Je sais que vous avez sujet de vous fâcher,
Que c’étoit un secret que vous vouliez cacher;
Et j’ai de mes transports forcé la violence
À ne point violer votre expresse défense; Mais…
Mascarille
Hé bien! Oui, c’est moi: le grand mal que voilà!
Lucile
Est-il une imposture égale à celle-là?
Vous l’osez soutenir en ma présence même,
Et pensez m’obtenir par ce beau stratagème?
Oh! Le plaisant amant, dont la galante ardeur
Veut blesser mon honneur au défaut de mon coeur,
Et que mon père, ému de l’éclat d’un sot conte,
Paye avec mon hymen qui me couvre de honte!
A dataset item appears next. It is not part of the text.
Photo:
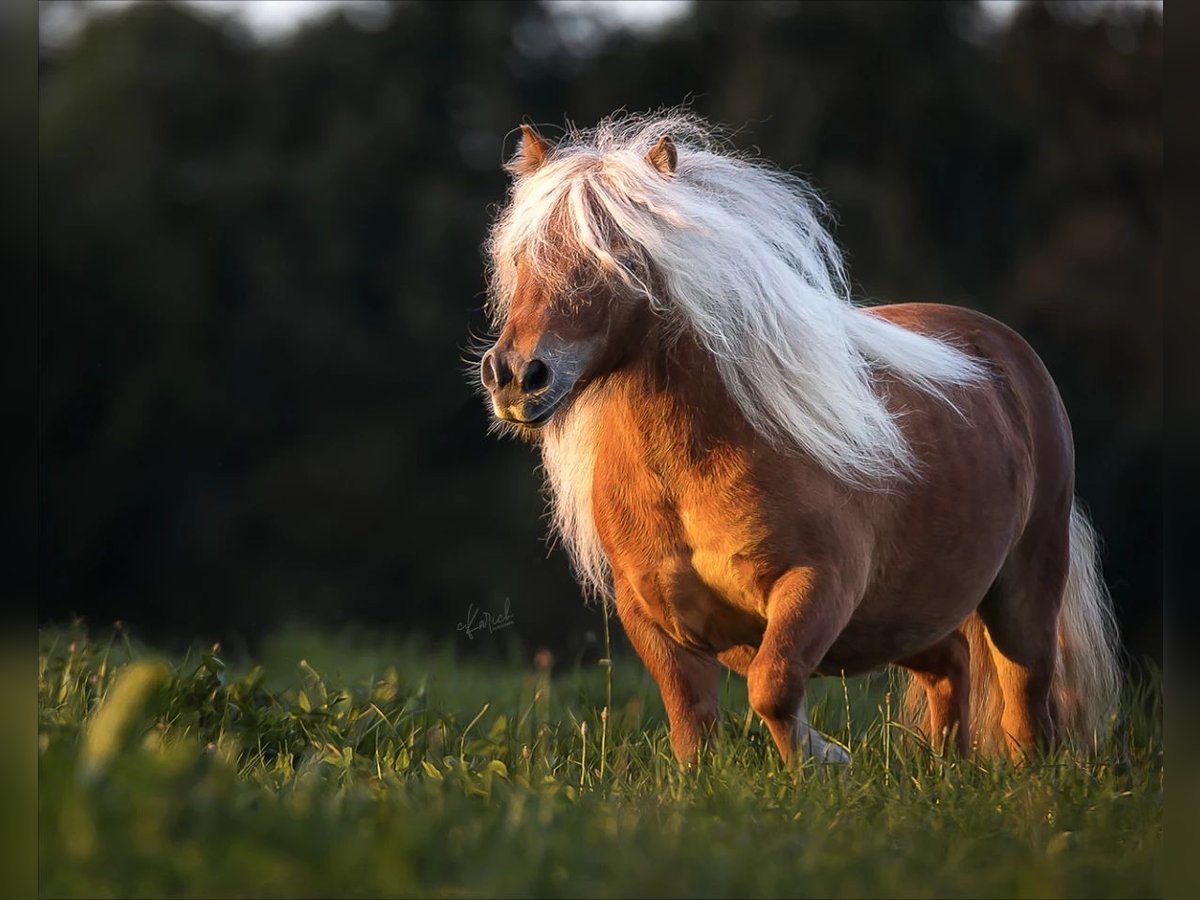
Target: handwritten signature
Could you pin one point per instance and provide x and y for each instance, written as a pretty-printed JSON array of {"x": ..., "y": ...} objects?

Quand tout contribueroit à votre passion:
Mon père, les destins, mon inclination,
On me verroit combattre, en ma juste colère,
Mon inclination, les destins et mon père,
Perdre même le jour, avant que de m’unir
À qui par ce moyen auroit cru m’obtenir.
Allez; et si mon sexe, avecque bienséance,
Se pouvoit emporter à quelque violence,
Je vous apprendrois bien à me traiter ainsi.
Valère
C’en est fait, son courroux ne peut être adouci.
Mascarille
Laissez-moi lui parler. Eh! Madame, de grâce,
À quoi bon maintenant toute cette grimace?
Quelle est votre pensée? Et quel bourru transport
Contre vos propres voeux vous fait roidir si fort?
Si monsieur votre père étoit homme farouche,
Passe; mais il permet que la raison le touche,
Et lui-même m’a dit qu’une confession
Vous va tout obtenir de son affection.
Vous sentez, je crois bien, quelque petite honte
À faire un libre aveu de l’amour qui vous dompte;
Mais s’il vous a fait perdre un peu de liberté,
Par un bon mariage on voit tout rajusté;
Et quoi que l’on reproche au feu qui vous consomme,
Le mal n’est pas si grand, que de tuer un homme.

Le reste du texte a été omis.